To recapitulate, a party litigant may either file his notice of appeal within 15
days from receipt of the RTC’s decision or file it within 15 days from receipt
of the order (the “final order”) denying his motion for new trial or motion for
reconsideration. Obviously, the new 15-day period may be availed of only if
either motion is filed; otherwise, the decision becomes final and executory
after the lapse of the original appeal period provided in Rule 41, Section 3.
Petitioners here filed their notice of appeal on July 27, 1998 or five days
from receipt of the order denying their motion for reconsideration on July 22,
1998. Hence, the notice of appeal was well within the fresh appeal period of
15 days, as already discussed.
NOTE:
The “FRESH PERIOD RULE” do not apply to Rule 64 (Review of Judgments
and Final Orders or Resolutions of the Commission on Elections and the
Commission on Audit) because Rule 64 is derived from the Constitution. It is
likewise doubtful whether it will apply to criminal cases.
Judith Yu vs Samson-Tatad
GR No. 170979 ( February 9, 2011 )

Facts:
An information for estafa against the petitioner (Judith Yu) was filed with the RTC which
convicted the petitioner as charged. Fourteen days later, the petitioner filed a motion for
new trial with the RTC, alleging that she discovered new and material evidence that would
exculpate her of the crime for which she was convicted. The respondent judge denied the
petitioner's motion for new trial for lack of merit.
The petitioner filed a notice of appeal with the RTC, alleging she had a fresh period of 15
days from the receipt of the denial of her motion for new trial, within which to file a notice
of appeal. The prosecution filed a motion to dismiss the appeal for being belatedly filed
and a Motion for execution of the decision.

Issue:
Does the fresh period rule apply to appeals in criminal cases?

Ruling:
Yes, to standardize the appeal period provided in the Rules and do away with the
confusion as to when the 15-day appeal period should be counted. Thus, the 15-day
period to appeal is no longer interrupted by the filing of a motion for new trial or motion
for reconsideration, litigants today need not concern themselves with counting the
balance of the 15-day period to appeal since the 15-day period is now counted from the
receipt of the order dismissing a motion for new trial or motion for reconsideration or any
final order or resolution.
G.R. No. 194702, April 20, 2015
SAN LORENZO RUIZ BUILDERS AND DEVELOPERS GROUP, INC. AND OSCAR
VIOLAGO, Petitioners, v.

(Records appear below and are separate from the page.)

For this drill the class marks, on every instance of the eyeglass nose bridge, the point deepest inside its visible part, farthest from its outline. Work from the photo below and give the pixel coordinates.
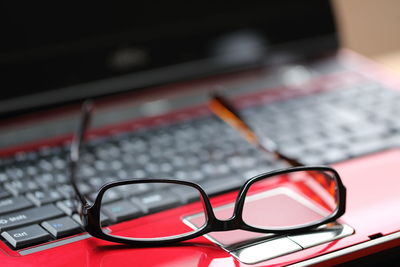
(226, 225)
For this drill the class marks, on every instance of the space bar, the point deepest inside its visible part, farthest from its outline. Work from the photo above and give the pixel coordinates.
(29, 216)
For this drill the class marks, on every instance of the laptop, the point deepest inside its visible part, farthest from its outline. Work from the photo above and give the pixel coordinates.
(149, 69)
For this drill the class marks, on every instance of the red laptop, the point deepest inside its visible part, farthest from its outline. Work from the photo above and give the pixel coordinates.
(157, 164)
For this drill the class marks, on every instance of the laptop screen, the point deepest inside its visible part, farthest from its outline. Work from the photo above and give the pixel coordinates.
(49, 50)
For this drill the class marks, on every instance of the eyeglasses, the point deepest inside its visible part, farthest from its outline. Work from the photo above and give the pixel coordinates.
(284, 201)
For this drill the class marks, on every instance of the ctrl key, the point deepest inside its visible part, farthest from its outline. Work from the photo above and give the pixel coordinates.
(26, 236)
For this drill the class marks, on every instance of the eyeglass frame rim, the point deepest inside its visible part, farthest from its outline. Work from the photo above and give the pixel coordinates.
(90, 214)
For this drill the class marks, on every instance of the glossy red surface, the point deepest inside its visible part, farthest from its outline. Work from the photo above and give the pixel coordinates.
(373, 203)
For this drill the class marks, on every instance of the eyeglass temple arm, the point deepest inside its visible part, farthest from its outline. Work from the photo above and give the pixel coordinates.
(77, 140)
(221, 107)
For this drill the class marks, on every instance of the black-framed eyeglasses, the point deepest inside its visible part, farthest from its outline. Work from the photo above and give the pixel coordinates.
(284, 201)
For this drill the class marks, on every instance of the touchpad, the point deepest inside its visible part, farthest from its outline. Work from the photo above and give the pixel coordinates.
(272, 206)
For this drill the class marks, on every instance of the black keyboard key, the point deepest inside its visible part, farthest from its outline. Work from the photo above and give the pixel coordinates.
(44, 197)
(66, 190)
(185, 193)
(4, 193)
(154, 202)
(29, 216)
(26, 236)
(62, 227)
(121, 210)
(68, 206)
(13, 204)
(20, 186)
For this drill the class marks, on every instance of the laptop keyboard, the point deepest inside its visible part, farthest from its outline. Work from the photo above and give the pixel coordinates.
(36, 198)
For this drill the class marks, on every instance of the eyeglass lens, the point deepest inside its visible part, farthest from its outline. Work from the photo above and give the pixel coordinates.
(124, 203)
(294, 199)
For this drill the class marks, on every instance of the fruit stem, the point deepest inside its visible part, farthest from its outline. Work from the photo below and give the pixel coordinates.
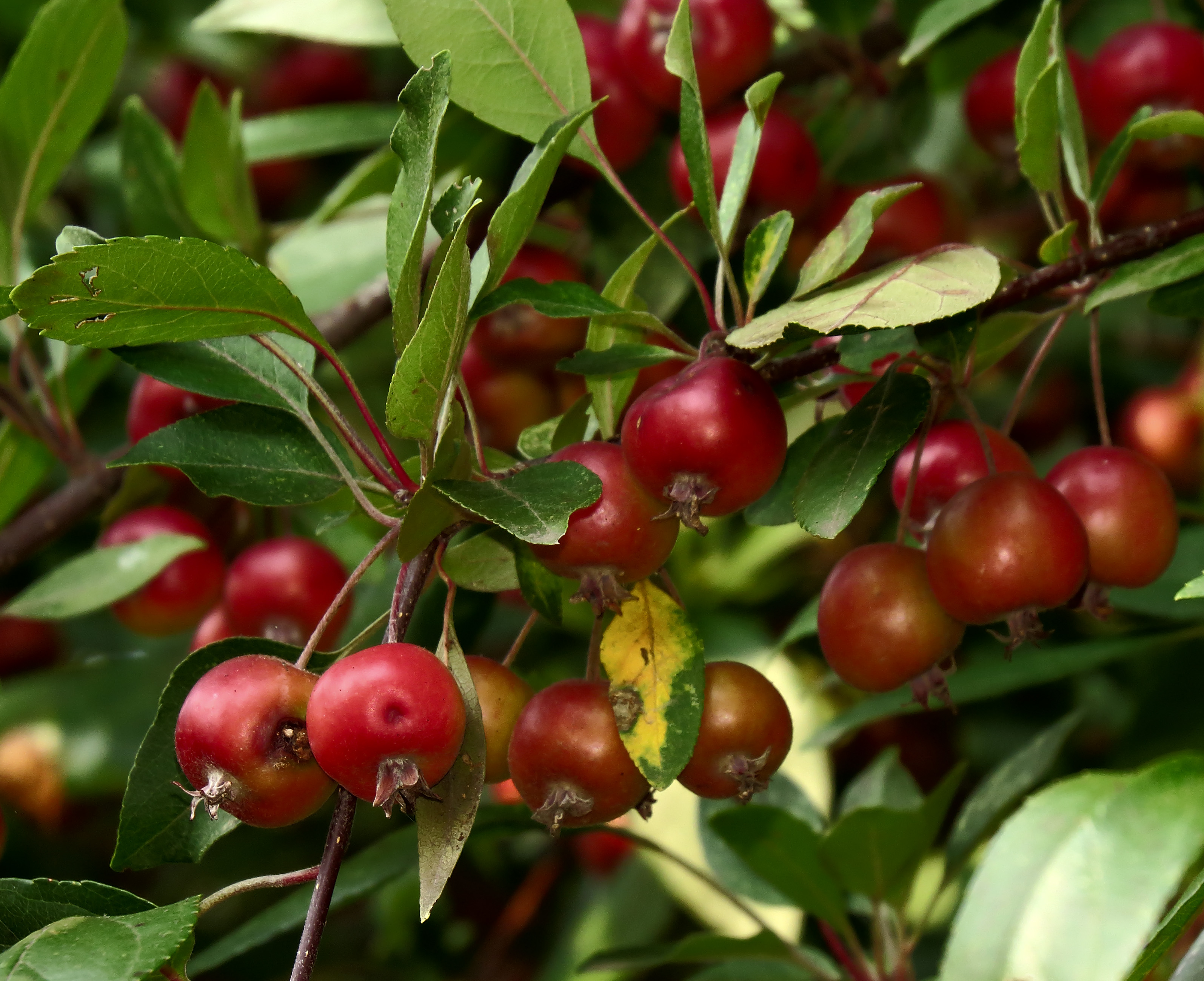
(352, 581)
(258, 882)
(1031, 373)
(518, 642)
(1097, 383)
(337, 839)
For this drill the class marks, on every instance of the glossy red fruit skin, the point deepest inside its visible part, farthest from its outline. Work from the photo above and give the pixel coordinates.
(879, 622)
(1165, 426)
(1129, 509)
(506, 401)
(953, 458)
(386, 703)
(787, 171)
(27, 645)
(1156, 64)
(517, 335)
(743, 719)
(990, 100)
(718, 420)
(1005, 544)
(182, 593)
(281, 589)
(625, 123)
(238, 720)
(566, 739)
(733, 40)
(502, 696)
(619, 532)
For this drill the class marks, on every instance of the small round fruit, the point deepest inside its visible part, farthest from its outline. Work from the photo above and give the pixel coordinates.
(502, 696)
(241, 742)
(879, 623)
(282, 587)
(518, 335)
(187, 587)
(787, 171)
(1129, 509)
(1166, 426)
(1156, 64)
(625, 123)
(387, 723)
(745, 736)
(731, 40)
(617, 539)
(953, 458)
(710, 440)
(1005, 545)
(569, 761)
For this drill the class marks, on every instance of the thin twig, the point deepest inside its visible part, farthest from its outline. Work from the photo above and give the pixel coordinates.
(337, 839)
(259, 882)
(345, 592)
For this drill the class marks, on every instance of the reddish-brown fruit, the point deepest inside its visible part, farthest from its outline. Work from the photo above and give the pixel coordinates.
(1129, 509)
(1165, 426)
(387, 723)
(502, 696)
(788, 165)
(518, 335)
(731, 40)
(745, 734)
(617, 539)
(241, 742)
(187, 587)
(953, 458)
(281, 590)
(879, 623)
(1007, 545)
(569, 761)
(710, 440)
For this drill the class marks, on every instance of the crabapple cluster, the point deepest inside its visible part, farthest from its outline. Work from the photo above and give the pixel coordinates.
(997, 544)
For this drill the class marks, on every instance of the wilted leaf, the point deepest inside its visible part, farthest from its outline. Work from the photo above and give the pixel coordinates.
(653, 660)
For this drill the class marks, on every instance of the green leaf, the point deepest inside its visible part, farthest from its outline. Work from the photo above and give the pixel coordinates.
(147, 291)
(154, 826)
(764, 250)
(844, 244)
(95, 579)
(917, 290)
(748, 142)
(258, 455)
(785, 853)
(151, 179)
(653, 659)
(317, 131)
(423, 104)
(217, 185)
(534, 504)
(518, 68)
(938, 21)
(865, 440)
(516, 215)
(778, 504)
(695, 144)
(27, 905)
(425, 376)
(55, 89)
(1005, 788)
(618, 358)
(359, 23)
(1096, 857)
(1171, 265)
(126, 948)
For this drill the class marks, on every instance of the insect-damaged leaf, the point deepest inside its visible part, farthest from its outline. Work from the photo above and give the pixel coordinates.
(653, 659)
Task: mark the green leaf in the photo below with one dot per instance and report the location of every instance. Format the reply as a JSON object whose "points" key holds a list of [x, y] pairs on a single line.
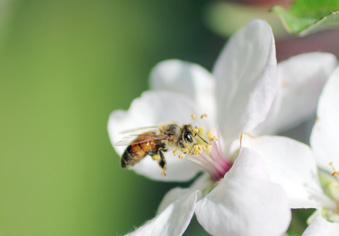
{"points": [[309, 16]]}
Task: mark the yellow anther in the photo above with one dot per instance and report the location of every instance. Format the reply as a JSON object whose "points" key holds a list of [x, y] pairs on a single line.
{"points": [[203, 116], [197, 150], [209, 148], [211, 137], [334, 173], [181, 156]]}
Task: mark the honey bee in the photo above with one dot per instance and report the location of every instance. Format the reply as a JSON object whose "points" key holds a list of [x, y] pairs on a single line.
{"points": [[182, 140]]}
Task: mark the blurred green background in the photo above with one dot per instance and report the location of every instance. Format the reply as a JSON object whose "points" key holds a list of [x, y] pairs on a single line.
{"points": [[64, 66]]}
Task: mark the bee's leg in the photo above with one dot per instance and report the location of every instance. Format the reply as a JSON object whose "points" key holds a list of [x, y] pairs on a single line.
{"points": [[162, 162]]}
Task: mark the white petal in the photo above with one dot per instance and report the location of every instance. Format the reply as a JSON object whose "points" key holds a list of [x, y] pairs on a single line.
{"points": [[301, 80], [325, 134], [246, 79], [171, 221], [186, 78], [322, 227], [244, 203], [154, 108], [290, 164], [199, 185]]}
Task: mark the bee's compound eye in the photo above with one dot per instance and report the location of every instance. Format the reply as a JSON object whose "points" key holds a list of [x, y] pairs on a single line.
{"points": [[188, 137]]}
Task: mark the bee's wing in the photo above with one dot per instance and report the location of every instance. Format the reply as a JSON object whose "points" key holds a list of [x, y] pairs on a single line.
{"points": [[125, 142], [140, 130], [129, 135]]}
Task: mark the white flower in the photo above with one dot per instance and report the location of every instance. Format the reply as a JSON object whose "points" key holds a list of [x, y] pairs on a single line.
{"points": [[324, 142], [253, 194]]}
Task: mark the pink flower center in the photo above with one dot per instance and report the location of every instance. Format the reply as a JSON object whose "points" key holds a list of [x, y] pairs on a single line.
{"points": [[216, 163]]}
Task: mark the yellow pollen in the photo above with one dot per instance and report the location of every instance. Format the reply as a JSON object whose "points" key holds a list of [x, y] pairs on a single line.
{"points": [[334, 173], [211, 137], [209, 149], [156, 157], [203, 116]]}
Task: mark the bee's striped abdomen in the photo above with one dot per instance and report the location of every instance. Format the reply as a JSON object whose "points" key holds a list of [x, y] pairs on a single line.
{"points": [[139, 149]]}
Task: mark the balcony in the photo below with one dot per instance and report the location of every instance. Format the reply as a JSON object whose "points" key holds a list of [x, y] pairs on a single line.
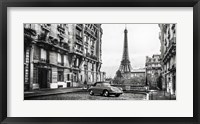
{"points": [[79, 51], [29, 35], [46, 27], [66, 46], [92, 47], [42, 60], [79, 42], [86, 43], [61, 28], [170, 51], [78, 37], [91, 56], [79, 26], [42, 37], [61, 35], [61, 63], [90, 32]]}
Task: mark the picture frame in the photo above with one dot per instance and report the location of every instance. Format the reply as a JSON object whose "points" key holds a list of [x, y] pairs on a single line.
{"points": [[103, 3]]}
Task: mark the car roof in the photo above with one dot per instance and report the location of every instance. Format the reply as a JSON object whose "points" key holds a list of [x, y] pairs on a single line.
{"points": [[102, 82]]}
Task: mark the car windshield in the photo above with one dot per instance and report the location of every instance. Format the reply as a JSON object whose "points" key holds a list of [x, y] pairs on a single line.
{"points": [[106, 84]]}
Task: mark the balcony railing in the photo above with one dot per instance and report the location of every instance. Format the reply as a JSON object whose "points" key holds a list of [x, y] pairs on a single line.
{"points": [[78, 37], [79, 51], [42, 60], [92, 47], [79, 42], [61, 35], [90, 32], [91, 56], [61, 63]]}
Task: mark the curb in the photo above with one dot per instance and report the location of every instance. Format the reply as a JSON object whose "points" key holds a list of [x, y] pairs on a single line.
{"points": [[48, 94]]}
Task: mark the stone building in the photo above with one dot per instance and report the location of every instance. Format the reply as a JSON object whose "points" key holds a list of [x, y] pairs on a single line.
{"points": [[62, 55], [167, 38], [153, 71]]}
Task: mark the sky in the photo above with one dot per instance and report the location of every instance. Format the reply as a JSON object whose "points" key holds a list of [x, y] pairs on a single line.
{"points": [[143, 40]]}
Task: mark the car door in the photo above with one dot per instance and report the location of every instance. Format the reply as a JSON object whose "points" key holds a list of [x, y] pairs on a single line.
{"points": [[98, 88]]}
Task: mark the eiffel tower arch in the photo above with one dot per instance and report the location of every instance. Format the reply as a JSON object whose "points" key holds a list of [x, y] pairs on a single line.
{"points": [[125, 66]]}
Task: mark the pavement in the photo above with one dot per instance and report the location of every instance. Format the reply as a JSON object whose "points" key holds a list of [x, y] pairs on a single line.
{"points": [[161, 95], [46, 92], [155, 95]]}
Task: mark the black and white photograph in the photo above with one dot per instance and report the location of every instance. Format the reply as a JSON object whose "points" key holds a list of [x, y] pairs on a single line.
{"points": [[87, 61]]}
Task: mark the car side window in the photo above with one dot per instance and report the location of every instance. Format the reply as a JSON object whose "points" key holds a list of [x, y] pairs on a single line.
{"points": [[98, 85]]}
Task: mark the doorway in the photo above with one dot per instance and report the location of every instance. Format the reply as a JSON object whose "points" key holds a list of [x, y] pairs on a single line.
{"points": [[42, 77]]}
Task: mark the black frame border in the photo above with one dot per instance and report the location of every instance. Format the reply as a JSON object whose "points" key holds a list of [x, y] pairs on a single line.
{"points": [[4, 4]]}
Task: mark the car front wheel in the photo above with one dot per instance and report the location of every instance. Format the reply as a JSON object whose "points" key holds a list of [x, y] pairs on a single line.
{"points": [[91, 92], [105, 93], [117, 95]]}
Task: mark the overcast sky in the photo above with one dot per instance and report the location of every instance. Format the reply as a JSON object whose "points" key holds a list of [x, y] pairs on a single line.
{"points": [[143, 40]]}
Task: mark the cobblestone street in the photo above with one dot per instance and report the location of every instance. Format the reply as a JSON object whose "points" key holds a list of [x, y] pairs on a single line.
{"points": [[86, 96]]}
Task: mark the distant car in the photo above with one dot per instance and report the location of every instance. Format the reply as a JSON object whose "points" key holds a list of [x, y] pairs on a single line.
{"points": [[105, 89]]}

MA. CRISTINA F. BAYANG, Respondent.

Facts

On April 15, 2000, petitioner SLR Builders (then known as Violago Builders, Inc), as
seller, and respondent Ma. Cristina F. Bayang (Cristina), as buyer, entered into a
"contract to sell" of a sixty (60)-square meter lot in Violago Homes Parkwoods
Subdivision, located in Barangay Payatas, Quezon City.

Upon full payment of the monthly amortizations on the purchased lot, Cristina
demanded from SLR Builders the execution of the deed of absolute sale and the lot's
certificate of title but the latter failed to deliver, prompting Cristina to file a complaint for
specific performance and damages against SLR Builders and its President, Oscar
Violago (petitioners) before the Housing and Land Use Regulatory Board (HLURB).

Issue

Whether the "fresh period rule" in Neypes applies to administrative appeals, such as an
appeal filed from a decision of the HLURB Board of Commissioners to the Office to the
President.

Ruling

We DENY the petition. It is settled that the "fresh period rule" in Neypes applies only to
judicial appeals and not to administrative appeals.